Sen. Rand Paul (R-Ky.) told NBC’s Meet the Press that Carr threatening Disney was “absolutely inappropriate,” and that “Brendan Carr has got no business weighing in on this.” Sen. Mitch McConnell (R-Ky.) posted on X that “my colleague, Ted Cruz, said it looked just like Goodfellas. As a First Amendment guy myself, I think he’s probably got it right. You don’t have to like what somebody says on TV to agree that the government shouldn’t be getting involved here.”
“A fairly explicit threat to punish Disney”

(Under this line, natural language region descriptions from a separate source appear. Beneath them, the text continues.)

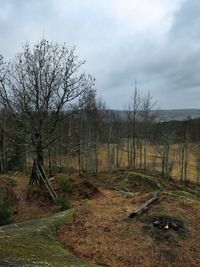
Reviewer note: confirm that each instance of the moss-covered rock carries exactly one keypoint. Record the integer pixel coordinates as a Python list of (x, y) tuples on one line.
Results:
[(35, 243)]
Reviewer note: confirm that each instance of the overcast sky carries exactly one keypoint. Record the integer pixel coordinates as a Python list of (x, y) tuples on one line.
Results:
[(155, 42)]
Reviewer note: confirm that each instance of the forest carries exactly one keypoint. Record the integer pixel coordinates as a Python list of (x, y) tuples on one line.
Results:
[(83, 186)]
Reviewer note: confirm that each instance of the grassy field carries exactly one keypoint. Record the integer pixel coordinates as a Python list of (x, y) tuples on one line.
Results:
[(154, 164)]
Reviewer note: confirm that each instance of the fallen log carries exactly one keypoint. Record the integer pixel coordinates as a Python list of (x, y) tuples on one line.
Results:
[(145, 206)]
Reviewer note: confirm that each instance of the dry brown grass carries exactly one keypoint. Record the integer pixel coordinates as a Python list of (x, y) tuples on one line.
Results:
[(101, 232)]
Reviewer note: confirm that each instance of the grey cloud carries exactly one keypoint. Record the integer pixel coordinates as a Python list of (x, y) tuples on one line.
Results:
[(167, 64)]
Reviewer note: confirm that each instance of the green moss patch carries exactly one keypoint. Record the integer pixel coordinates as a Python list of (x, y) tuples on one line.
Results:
[(35, 243)]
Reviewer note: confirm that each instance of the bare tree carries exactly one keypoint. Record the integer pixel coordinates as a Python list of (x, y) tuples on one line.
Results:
[(37, 85), (133, 112)]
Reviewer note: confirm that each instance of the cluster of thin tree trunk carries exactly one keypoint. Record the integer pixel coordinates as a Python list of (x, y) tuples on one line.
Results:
[(49, 112)]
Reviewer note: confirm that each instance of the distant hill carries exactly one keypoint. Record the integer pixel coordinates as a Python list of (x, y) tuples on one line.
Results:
[(163, 114)]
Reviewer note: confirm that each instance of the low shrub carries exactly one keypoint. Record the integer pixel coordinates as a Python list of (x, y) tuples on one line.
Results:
[(65, 185), (63, 203), (5, 214)]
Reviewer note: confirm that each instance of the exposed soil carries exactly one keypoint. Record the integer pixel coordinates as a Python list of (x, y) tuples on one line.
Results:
[(102, 232)]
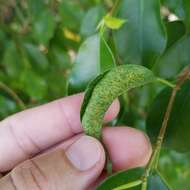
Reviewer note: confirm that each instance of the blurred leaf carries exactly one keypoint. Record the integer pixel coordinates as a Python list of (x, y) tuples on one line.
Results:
[(12, 61), (181, 8), (121, 178), (37, 58), (91, 20), (71, 14), (94, 57), (186, 5), (43, 27), (35, 7), (59, 58), (175, 30), (7, 106), (174, 59), (177, 133), (174, 166), (113, 22), (156, 182), (34, 85), (142, 39)]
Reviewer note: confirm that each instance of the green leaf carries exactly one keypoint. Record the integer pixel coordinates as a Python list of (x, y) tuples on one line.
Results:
[(71, 14), (174, 59), (122, 178), (186, 5), (176, 6), (94, 57), (12, 61), (7, 105), (143, 38), (156, 182), (43, 27), (34, 85), (91, 20), (59, 58), (181, 8), (88, 92), (113, 22), (175, 30), (37, 58), (117, 81), (177, 133)]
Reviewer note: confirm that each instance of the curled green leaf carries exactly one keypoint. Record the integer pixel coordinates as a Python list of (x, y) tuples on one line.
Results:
[(113, 22), (107, 87)]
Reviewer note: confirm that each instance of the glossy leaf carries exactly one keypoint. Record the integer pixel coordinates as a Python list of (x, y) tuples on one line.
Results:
[(174, 59), (175, 30), (156, 182), (113, 22), (142, 39), (181, 8), (91, 20), (94, 57), (122, 178), (177, 133)]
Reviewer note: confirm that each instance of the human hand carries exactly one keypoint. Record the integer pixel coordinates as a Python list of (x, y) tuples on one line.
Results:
[(45, 149)]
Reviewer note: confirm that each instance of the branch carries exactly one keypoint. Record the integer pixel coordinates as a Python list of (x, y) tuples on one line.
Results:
[(182, 77)]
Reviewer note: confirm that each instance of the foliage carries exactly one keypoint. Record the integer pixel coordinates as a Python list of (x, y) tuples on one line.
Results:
[(50, 49)]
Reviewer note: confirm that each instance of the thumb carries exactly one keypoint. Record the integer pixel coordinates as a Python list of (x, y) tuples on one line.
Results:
[(76, 168)]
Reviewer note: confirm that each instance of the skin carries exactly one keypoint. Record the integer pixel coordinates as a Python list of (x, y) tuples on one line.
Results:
[(107, 88), (39, 147)]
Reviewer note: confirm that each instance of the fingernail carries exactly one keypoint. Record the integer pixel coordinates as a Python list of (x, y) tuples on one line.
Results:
[(84, 153)]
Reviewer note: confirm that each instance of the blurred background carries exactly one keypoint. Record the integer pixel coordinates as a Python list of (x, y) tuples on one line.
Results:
[(39, 40)]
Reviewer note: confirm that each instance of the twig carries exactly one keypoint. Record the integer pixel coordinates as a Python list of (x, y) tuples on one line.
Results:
[(13, 95), (183, 76)]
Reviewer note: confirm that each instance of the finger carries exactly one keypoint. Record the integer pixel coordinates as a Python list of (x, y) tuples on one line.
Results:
[(29, 132), (76, 168), (127, 147)]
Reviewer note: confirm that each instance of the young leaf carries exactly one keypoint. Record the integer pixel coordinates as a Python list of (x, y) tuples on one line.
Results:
[(177, 133), (143, 38), (103, 91), (156, 182), (121, 178), (94, 57), (113, 22)]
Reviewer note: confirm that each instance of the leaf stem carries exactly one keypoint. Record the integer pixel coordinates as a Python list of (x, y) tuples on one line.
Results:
[(153, 162), (13, 95), (128, 185), (161, 80)]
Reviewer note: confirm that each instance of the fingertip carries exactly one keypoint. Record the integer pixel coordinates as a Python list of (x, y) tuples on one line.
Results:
[(127, 147)]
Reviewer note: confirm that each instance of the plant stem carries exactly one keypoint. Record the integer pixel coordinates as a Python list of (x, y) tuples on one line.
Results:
[(129, 185), (161, 80), (13, 95), (153, 162), (114, 8)]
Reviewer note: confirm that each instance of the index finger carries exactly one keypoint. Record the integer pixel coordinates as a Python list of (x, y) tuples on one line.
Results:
[(30, 132)]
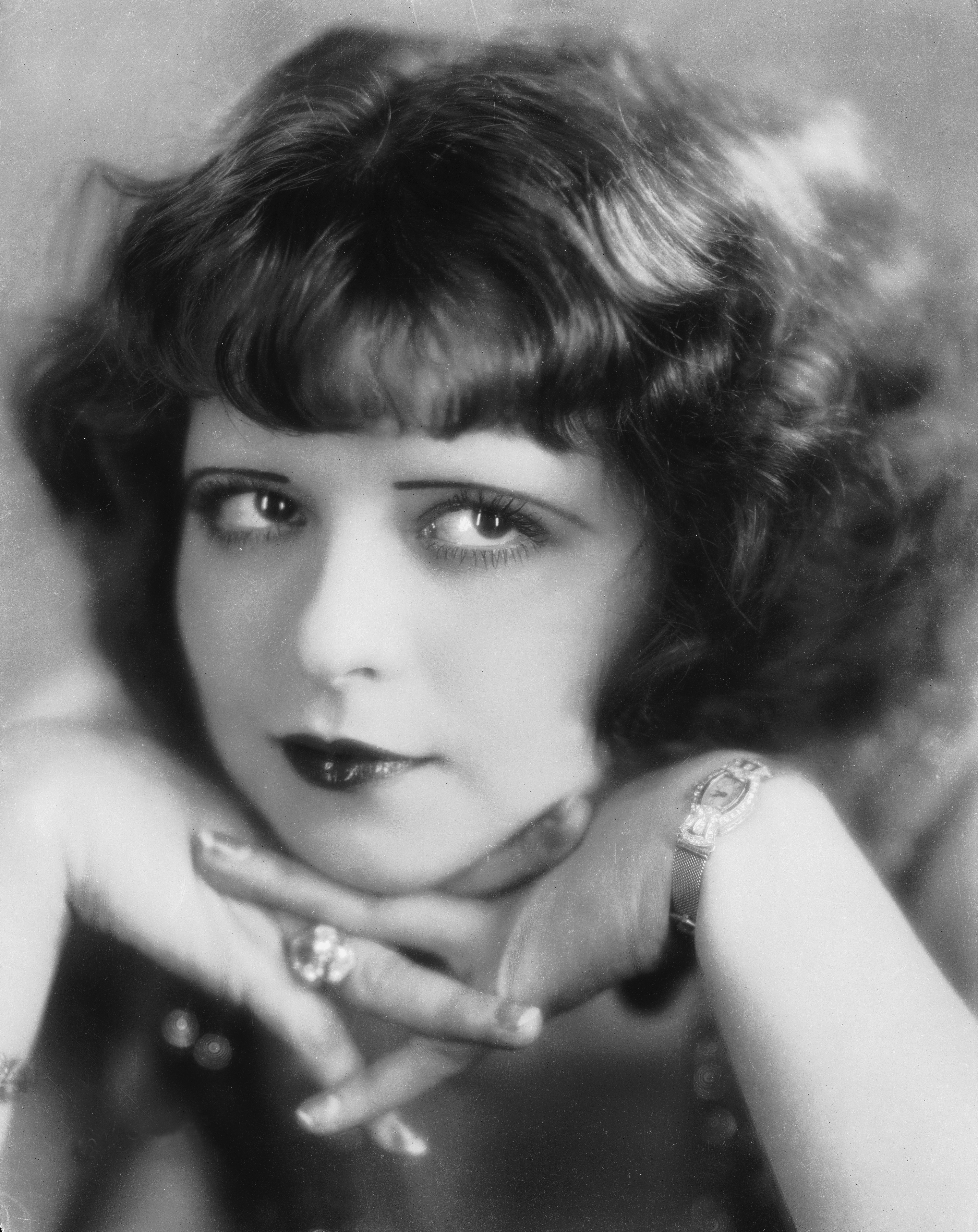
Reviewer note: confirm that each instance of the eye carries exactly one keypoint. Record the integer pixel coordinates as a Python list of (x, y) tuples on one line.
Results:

Legal experts at the libertarian Cato Institute and the right-leaning American Enterprise Institute (AEI) also described Carr’s comments as a threat. “It’s hard not to read [Carr’s statement] as a fairly explicit threat to punish Disney if they didn’t take Jimmy Kimmel off the air, and that’s exactly what ABC did very shortly thereafter,” said Thomas Berry of the Cato Institute. The AEI’s Daniel Lyons described the Kimmel suspension as “part of a long, unfortunate FCC tradition of ‘regulation by raised eyebrow,’ where informal threats shape media behavior without formal action.”
While government coercion of private companies can violate the First Amendment, TV station owners are free to make decisions about what content they air. Carr described what happened with Disney as organic pressure from station owners who are frustrated by the increased power of Disney and other national programmers.
“Local TV stations for the first time in a long time stood up and said, ‘We don’t want to run that program,'” Carr said yesterday, contending that “Disney on its own made the business decision not to have him air for some period of time.”
The protests are coming not from individual stations but from two large companies that own dozens of stations: Sinclair and Nexstar. Both companies said they would not air Kimmel’s show upon its return but would continue discussions that might eventually bring Kimmel back to their stations. “Sinclair is the largest owner of ABC stations, with 38 across the country,” while “Nexstar operates 28 ABC affiliates,” The Hollywood Reporter wrote today.